The east and west well pads would each be about six acres in size. The east well pad would have seven producing wells and space for two future wells; the west well pad for have six producing wells and space for two future wells.

The central well pad, including a portion of a 50-foot dock road, would be 15 acres and would have eight injection wells and one disposal well, with room for two future wells.

The central production facilities pad, including portions of the 50-foot dock road, would be 21 acres. There would also be a gravel storage pad and maintenance stockpile.

The potential additional far west pad would be approximately five acres and accommodate four to six wells.

Sea ice road from Endicott

A 42 mile sea ice road along the shore from Endicott would be built using seawater and a fresh water cap. It would be needed for two construction seasons and on occasion thereafter depending on logistics and special projects. The sea ice road would be used to transport heavy equipment, materials and supplies during drilling and construction phases.

Land ice roads would be built during the first two constructions seasons, in the first winter a 3-mile land ice road would be built to a fresh water source. In the second winter land ice roads would be built along the pipeline right of way.

Permanent gravel all weather roads will connect the well pads, airstrip, gravel mine and fresh water supply to the central processing facility pad.

The dock will be used for delivery of drilling rigs and major sea lifted facility modules, and for large quantities of bulk materials during construction, drilling and operations.
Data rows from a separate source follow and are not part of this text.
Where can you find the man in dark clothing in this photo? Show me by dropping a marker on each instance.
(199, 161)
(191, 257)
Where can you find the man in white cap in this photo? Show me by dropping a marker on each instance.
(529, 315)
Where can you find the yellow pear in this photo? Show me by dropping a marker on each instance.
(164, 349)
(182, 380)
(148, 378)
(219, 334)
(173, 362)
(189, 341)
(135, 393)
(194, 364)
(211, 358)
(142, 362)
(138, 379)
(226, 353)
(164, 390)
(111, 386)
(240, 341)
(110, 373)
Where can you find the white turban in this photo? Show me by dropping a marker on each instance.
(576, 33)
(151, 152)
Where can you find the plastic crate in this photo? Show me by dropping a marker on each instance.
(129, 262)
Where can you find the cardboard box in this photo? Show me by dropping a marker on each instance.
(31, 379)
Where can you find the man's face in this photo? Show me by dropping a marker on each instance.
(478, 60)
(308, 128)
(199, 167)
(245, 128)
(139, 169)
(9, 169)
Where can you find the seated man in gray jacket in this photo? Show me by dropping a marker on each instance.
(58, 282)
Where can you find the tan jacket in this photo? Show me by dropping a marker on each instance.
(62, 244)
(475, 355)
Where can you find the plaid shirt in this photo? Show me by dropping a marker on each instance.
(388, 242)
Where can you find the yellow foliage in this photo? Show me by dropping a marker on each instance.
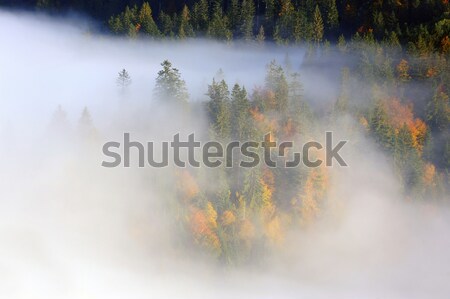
(363, 121)
(268, 208)
(429, 173)
(203, 233)
(211, 215)
(246, 230)
(274, 231)
(445, 43)
(228, 218)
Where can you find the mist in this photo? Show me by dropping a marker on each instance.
(70, 228)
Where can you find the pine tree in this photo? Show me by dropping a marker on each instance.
(277, 83)
(86, 127)
(200, 16)
(240, 108)
(218, 26)
(379, 124)
(261, 35)
(247, 17)
(317, 26)
(169, 85)
(341, 104)
(124, 79)
(185, 28)
(167, 24)
(332, 15)
(146, 21)
(234, 15)
(219, 108)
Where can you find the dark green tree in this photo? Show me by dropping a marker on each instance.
(169, 85)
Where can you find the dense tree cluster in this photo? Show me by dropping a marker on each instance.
(421, 25)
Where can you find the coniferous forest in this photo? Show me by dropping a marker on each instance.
(374, 73)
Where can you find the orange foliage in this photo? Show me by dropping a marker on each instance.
(445, 43)
(418, 133)
(313, 193)
(268, 179)
(363, 121)
(203, 233)
(400, 114)
(247, 230)
(274, 231)
(228, 218)
(431, 72)
(429, 173)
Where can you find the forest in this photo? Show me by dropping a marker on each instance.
(375, 73)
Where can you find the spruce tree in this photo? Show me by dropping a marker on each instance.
(169, 85)
(148, 25)
(317, 26)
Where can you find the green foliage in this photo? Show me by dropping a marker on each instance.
(317, 32)
(219, 108)
(169, 85)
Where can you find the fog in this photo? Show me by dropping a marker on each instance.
(70, 228)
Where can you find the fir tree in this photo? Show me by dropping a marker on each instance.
(317, 26)
(169, 85)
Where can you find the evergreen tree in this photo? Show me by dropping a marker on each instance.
(332, 15)
(86, 127)
(200, 16)
(240, 108)
(379, 124)
(167, 24)
(219, 108)
(169, 85)
(218, 26)
(123, 80)
(317, 26)
(261, 35)
(185, 28)
(341, 104)
(148, 25)
(277, 83)
(248, 15)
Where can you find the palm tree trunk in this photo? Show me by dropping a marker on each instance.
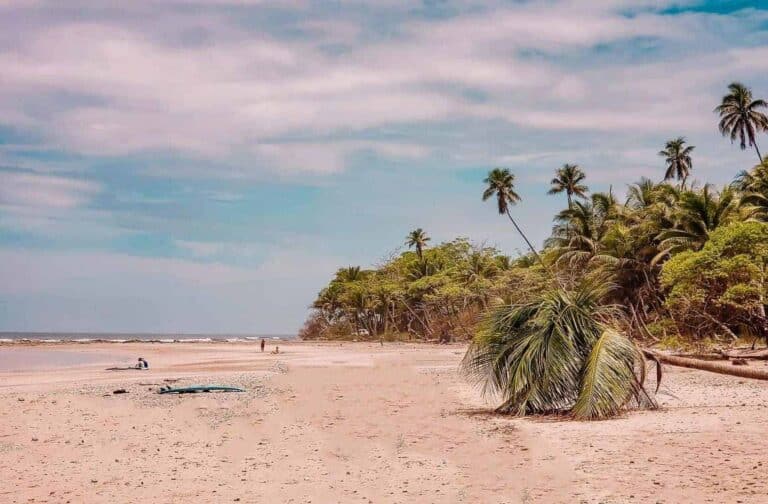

ExxonMobil noted that the 750 feet by 100 foot dock is also important for spill response capability.

Elevated gathering lines

There will be elevated gathering lines constructed of corrosion resistant alloy to carry the pressurized three-phase stream to the central processing facility where gas, produced water and hydrocarbon condensate will be separated. A 22-mile elevated carbon steel pipeline will transport the stabilized hydrocarbon condensate — which is, ExxonMobil said, non-corrosive — to connect with the Badami pipeline.

Gas turbine driven injection compressors at the central processing facility will re-inject lean gas into wells at the central well pad.
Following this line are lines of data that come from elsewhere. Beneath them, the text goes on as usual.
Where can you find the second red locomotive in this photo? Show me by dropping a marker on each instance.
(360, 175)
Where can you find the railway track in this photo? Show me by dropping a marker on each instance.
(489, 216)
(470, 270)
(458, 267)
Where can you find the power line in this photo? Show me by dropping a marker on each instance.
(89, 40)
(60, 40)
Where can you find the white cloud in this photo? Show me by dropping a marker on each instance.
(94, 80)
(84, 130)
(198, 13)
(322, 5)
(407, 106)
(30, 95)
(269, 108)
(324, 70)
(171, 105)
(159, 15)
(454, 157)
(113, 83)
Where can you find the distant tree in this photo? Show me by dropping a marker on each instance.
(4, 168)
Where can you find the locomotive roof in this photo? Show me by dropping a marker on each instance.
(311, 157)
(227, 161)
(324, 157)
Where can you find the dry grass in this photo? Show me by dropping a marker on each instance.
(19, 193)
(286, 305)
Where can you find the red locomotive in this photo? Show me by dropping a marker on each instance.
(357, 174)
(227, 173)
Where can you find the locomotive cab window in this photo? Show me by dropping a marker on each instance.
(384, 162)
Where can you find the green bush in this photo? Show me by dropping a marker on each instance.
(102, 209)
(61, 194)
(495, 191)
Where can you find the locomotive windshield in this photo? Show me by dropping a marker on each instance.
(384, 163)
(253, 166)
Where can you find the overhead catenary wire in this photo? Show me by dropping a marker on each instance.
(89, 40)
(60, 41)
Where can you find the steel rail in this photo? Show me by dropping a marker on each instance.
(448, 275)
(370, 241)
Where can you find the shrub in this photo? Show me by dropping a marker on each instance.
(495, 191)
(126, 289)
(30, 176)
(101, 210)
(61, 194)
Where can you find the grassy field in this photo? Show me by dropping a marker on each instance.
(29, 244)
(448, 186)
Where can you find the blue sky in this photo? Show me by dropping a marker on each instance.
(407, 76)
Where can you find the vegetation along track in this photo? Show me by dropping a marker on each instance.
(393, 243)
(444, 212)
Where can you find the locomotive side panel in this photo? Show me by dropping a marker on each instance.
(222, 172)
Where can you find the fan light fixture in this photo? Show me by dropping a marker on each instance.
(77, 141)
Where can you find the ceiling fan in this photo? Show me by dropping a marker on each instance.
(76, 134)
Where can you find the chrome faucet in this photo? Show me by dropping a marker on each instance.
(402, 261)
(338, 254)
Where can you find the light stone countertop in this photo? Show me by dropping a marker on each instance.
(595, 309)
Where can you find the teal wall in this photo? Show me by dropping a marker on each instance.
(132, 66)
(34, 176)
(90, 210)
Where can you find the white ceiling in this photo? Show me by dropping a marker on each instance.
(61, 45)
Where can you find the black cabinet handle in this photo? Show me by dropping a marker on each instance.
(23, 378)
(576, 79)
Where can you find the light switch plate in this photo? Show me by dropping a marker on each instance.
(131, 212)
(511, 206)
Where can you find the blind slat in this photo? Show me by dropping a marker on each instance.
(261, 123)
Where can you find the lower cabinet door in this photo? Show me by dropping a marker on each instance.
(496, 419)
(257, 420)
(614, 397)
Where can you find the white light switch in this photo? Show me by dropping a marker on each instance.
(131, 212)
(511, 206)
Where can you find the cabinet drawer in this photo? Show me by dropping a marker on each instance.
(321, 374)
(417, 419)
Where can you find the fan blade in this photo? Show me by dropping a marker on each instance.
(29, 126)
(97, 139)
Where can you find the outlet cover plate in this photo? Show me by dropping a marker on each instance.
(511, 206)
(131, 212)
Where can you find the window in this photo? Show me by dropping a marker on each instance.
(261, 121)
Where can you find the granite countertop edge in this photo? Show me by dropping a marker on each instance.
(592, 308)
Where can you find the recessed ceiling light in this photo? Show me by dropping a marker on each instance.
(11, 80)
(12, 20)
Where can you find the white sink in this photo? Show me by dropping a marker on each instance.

The project also has “the potential to accommodate limited production of heavy oil from the Point Thomson oil rim,” ExxonMobil told the state.

There is also the potential for gas sales.
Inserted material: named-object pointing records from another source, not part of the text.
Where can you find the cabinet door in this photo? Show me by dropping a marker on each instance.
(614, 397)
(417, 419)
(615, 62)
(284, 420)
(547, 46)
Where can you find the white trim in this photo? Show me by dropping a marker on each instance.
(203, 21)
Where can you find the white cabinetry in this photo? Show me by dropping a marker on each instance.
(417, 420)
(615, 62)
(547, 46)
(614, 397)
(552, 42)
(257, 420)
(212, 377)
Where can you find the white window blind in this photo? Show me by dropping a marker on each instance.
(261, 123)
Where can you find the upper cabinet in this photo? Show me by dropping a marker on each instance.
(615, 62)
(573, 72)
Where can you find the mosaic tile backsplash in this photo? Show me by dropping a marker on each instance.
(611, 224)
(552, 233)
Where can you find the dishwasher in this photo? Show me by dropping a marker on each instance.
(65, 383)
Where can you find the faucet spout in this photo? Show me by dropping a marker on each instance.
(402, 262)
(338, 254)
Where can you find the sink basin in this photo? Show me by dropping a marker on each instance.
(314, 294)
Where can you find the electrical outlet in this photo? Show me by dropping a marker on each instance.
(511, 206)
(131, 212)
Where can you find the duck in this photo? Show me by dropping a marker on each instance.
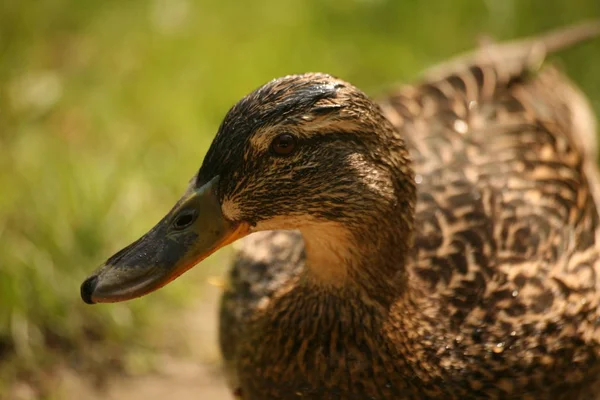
(439, 242)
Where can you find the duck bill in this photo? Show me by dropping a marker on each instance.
(194, 229)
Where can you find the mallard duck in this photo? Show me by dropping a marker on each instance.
(440, 243)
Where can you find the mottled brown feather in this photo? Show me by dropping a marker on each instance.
(501, 295)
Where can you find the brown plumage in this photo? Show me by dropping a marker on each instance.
(471, 273)
(439, 244)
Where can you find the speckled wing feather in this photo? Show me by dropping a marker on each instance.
(506, 218)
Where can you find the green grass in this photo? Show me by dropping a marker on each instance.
(107, 107)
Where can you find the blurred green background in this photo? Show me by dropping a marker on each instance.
(106, 110)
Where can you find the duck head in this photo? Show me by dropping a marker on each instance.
(307, 152)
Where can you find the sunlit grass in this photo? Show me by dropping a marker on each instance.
(107, 107)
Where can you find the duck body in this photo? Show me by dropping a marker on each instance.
(438, 244)
(500, 293)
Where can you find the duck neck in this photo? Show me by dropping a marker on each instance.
(369, 253)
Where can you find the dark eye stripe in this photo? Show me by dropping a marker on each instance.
(284, 144)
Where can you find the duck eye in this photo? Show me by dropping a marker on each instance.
(184, 219)
(283, 144)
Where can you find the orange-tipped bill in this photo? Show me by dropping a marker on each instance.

“Depending on the sales pipeline route and sales gas specifications, additional Point Thomson facilities would be required to accommodate gas sales including gas dehydration, gas pipelines, and/or gas treating/conditioning facilities.”

But ExxonMobil said it is questionable if Brookian-age oil is economic at this time. And the current project scope doesn’t include Brookian.

75,000 BPD

Production could be as high as 75,000 barrels per day “for the three-train case” ExxonMobil said, and production could last for as long as 30 years.

The Point Thomson sands reservoir targeted in this development is onshore and offshore Lions Lagoon about 20 miles east of Badami.

The high-pressure gas reservoir at Point Thomson was discovered in 1973 and is estimated to contain more than 8 trillion cubic feet of gas and more than 200 million stock tank barrels of recoverable concentrate.

ExxonMobil said that condensate is the hydrocarbon liquid that condenses from the 3-phase stream as the stream is expanded from the high-pressure, high-temperature reservoir conditions to the lower pressure, cooler conditions in the surface gathering and processing facilities.”

Clean, pure condensate is a clear liquid, but ExxonMobil said that Point Thomson condensate is expected to be cloudy to light brown liquid as it will contain small amounts of sediment and water (less than 0.35 percent combined) and small amounts of other liquid hydrocarbon constituents.

The central processing facility will gather and process the three-phase steam from the drilling pads on the east and west sides of the field and gas, water and hydrocarbon condensate will be separated. Lean gas will be re-injected into the formation at the central well pad near the central processing facility. Produced water will be reinjected into a disposal well.